CBT, MBCT, and other forms of therapy for depression all cause lasting changes in the patterns of communication between the brain’s many networks. These changes in network activity can be seen on MRI or PET scans, and reflect a fundamental shift in the character of the brain’s ongoing conversation. Toxic alliances of brain regions dissolve, and more resilient patterns of mental activity begin to flourish. Of course, therapy is hard work: changing our old habits takes a lot of mental effort, and a mind too badly mired in depression mode may not be up to the job. If depression is too overpowering, and neither medications nor therapy can tease the tangled networks apart, there is a third option: going after the networks themselves, with direct stimulation of the brain.
Brain stimulation can often succeed in altering the activity patterns of the brain, even if medications or therapy have failed. Techniques like repetitive transcranial magnetic stimulation (rTMS) are capable of strengthening or weakening the connections between neurons, and increasing or decreasing the activity of target brain regions.
The most common target brain region for rTMS in depression is the dorsolateral prefrontal cortex (DLPFC), which is a key node in thecognitive control network. This region is typically underactive in depression, so the conventional approach is to apply high-frequency, excitatory stimulation, usually on the left side of the brain. However, low-frequency stimulation of the right side is also effective, and low-frequency stimulation of the left side has also worked well for some patients in some studies.

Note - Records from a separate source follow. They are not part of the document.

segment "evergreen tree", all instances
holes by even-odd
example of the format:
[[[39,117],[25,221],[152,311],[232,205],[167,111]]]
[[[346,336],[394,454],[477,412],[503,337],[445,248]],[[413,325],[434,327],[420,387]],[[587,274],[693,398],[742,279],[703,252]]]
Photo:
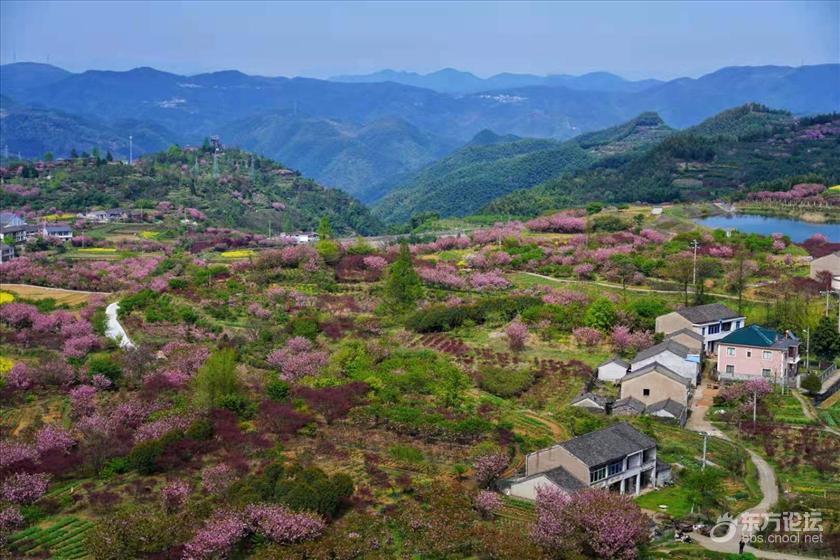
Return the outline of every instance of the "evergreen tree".
[[[811,346],[814,353],[824,360],[832,361],[840,354],[840,334],[834,319],[827,315],[820,318],[817,328],[814,329]]]
[[[321,239],[330,239],[333,236],[332,226],[330,225],[330,220],[326,216],[321,217],[321,221],[318,222],[318,237]]]
[[[213,352],[195,376],[196,403],[203,408],[218,407],[229,395],[239,394],[236,353],[232,348]]]
[[[385,297],[394,306],[406,308],[423,296],[420,276],[411,264],[411,252],[408,245],[400,245],[397,260],[388,268],[385,282]]]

Another potential target for rTMS in depression is the dorsomedial prefrontal cortex (DMPFC), which is the location of the dorsal nexus itself. Since this region lies deeper in the brain than the DLPFC, it is harder to reach with the shallow magnetic fields of typical flat butterfly rTMS coils. However, deeper-penetrating coils are capable of stimulating this region. Some studies have found that stimulating the DMPFC is useful in treating the impulsive food binges and purges of bulimia nervosa, or the cravings of alcohol dependence. Our clinic has also found this region to be an effective target for major depression, much like the DLPFC. However, it is still unclear whether one target is more effective than the other, or whether the most effective target and type of stimulation is different from person to person, as seems tobe the case with medication.
The frontopolar cortex (FPC) and ventromedial prefrontal cortex (VMPFC) are also nodes in the three networks. Tucked between the two hemispheres just above eyebrow level, the FPC is one of the major nodes of the default mode network, which is central to rumination and self-reflection. Other brain stimulation treatments, like ECT and DBS, seem to work in part by decreasing the activity of the FPC and VMPFC. Rare patients who have survived damage to the FPC, from surgery or injury, sometimes show dramatic resolution in their symptoms of depression. Findings like these suggest that the FPC and VMPFC might turn out to be very powerful targets for stimulation with inhibitory forms of rTMS. Studies are now underway to see if this is the case. However, this issue is still unclear for the time being.